The crucifix from Sarzana by Mastro Guglielmo is a figure of the resurrected Christ painted in tempera on canvas, attached to a cross made of chestnut wood and is also the first known example of an iconography of the Christus triumphans typology. According to the interpretation of the Italian art historian Piero Torriti, the Jesus figure shown represents "an expanded grandeur, a strong search for life and freedom of movement that seems to dissolve the rigid oriental forms".

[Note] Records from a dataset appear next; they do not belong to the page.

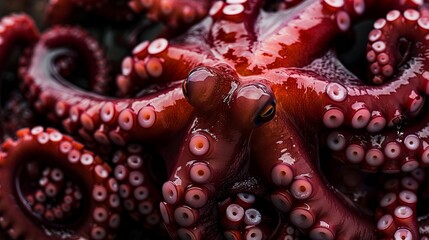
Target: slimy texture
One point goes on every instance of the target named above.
(242, 119)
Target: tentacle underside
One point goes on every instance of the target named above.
(97, 118)
(35, 169)
(253, 122)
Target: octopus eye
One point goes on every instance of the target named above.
(266, 114)
(253, 105)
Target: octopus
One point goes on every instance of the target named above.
(242, 119)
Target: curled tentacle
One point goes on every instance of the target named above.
(297, 186)
(201, 167)
(81, 45)
(96, 118)
(15, 29)
(51, 186)
(139, 192)
(393, 150)
(246, 216)
(158, 61)
(394, 40)
(397, 210)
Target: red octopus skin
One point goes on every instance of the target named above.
(248, 125)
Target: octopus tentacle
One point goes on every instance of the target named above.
(325, 18)
(402, 149)
(94, 117)
(297, 186)
(360, 107)
(246, 216)
(382, 52)
(175, 13)
(33, 202)
(397, 210)
(15, 29)
(138, 191)
(159, 61)
(208, 159)
(83, 45)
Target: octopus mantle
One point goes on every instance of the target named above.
(261, 120)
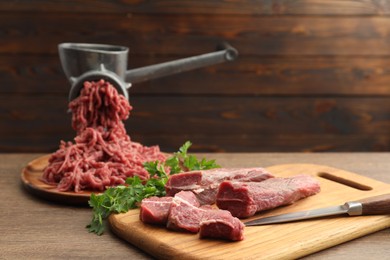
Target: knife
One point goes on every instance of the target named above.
(377, 205)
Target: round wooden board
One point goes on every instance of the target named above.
(31, 180)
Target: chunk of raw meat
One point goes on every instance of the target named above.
(155, 210)
(186, 215)
(205, 183)
(244, 199)
(221, 224)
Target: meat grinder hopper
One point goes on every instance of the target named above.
(92, 62)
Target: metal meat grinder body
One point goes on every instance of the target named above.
(92, 62)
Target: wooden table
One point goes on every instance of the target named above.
(36, 229)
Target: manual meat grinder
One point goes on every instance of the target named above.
(91, 62)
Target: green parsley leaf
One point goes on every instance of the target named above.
(122, 198)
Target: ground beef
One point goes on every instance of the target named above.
(102, 153)
(244, 199)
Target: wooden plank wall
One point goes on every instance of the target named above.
(312, 76)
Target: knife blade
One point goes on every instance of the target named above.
(377, 205)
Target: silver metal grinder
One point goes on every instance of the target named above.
(92, 62)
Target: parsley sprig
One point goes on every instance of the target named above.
(122, 198)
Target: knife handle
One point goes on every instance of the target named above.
(377, 205)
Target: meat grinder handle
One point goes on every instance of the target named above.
(225, 52)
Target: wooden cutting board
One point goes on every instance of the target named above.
(289, 240)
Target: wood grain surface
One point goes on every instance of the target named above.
(294, 57)
(33, 228)
(279, 241)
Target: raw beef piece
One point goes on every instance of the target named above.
(205, 183)
(185, 214)
(155, 210)
(244, 199)
(221, 224)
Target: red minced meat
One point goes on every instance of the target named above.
(244, 199)
(155, 210)
(205, 183)
(102, 154)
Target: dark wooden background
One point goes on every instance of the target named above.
(312, 76)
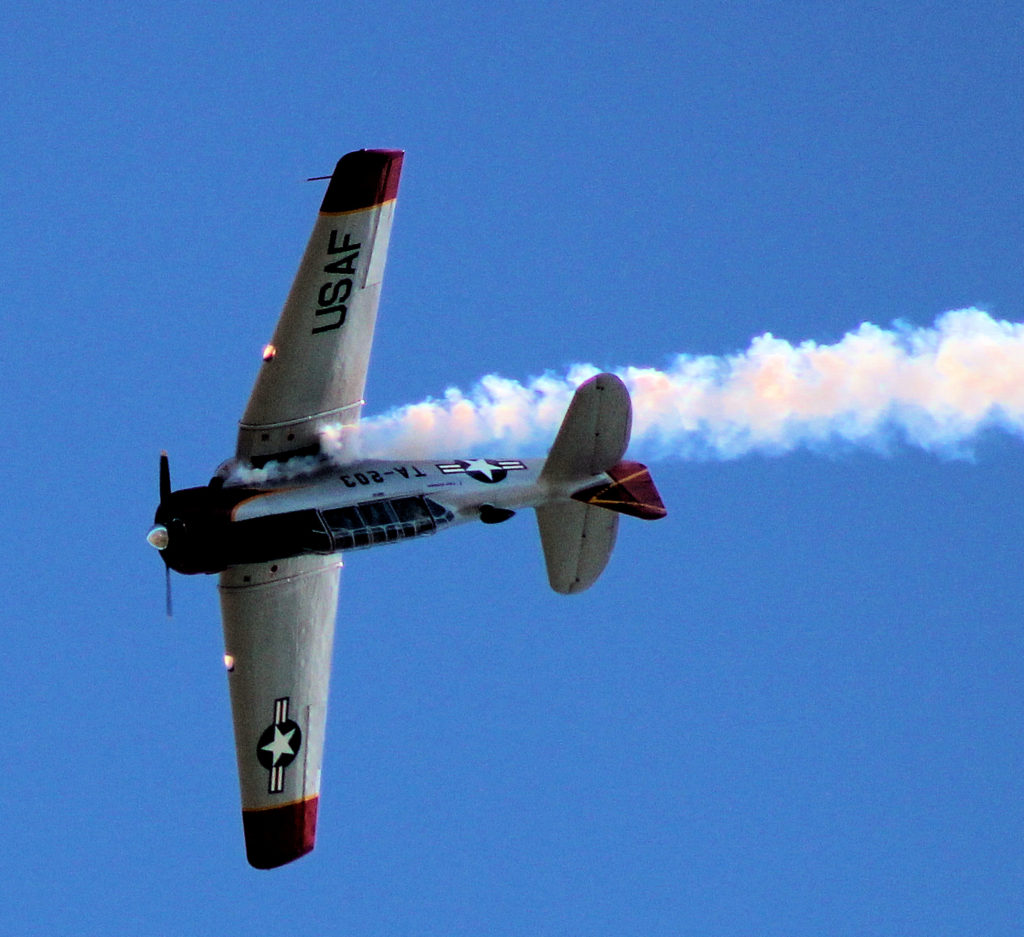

Crucifix is signed above the head of Christ: "ANNO MILLENO CENTENO TER / QUOQUE DENO OCTAVO PIN / XIT GUGLIELMO ET HAEC METRA FINXIT" This text states that the artist not only painted the painting but also wrote poetry. These poems were on the lower panels depicting the Passion of Christ, but have become almost completely illegible.

One of the more famous copies of Mastro Guglielmo's crucifix can be found in the church of Heiligenkreuz Abbey, in the Lower Austrian municipality of the same name in the middle of the Vienna Woods: this was made by the Italian artist Renato Manfredi in 1980–1981 as part of the renovation of the altar area of the church and hung above the altar on Good Friday (17 April) in 1981.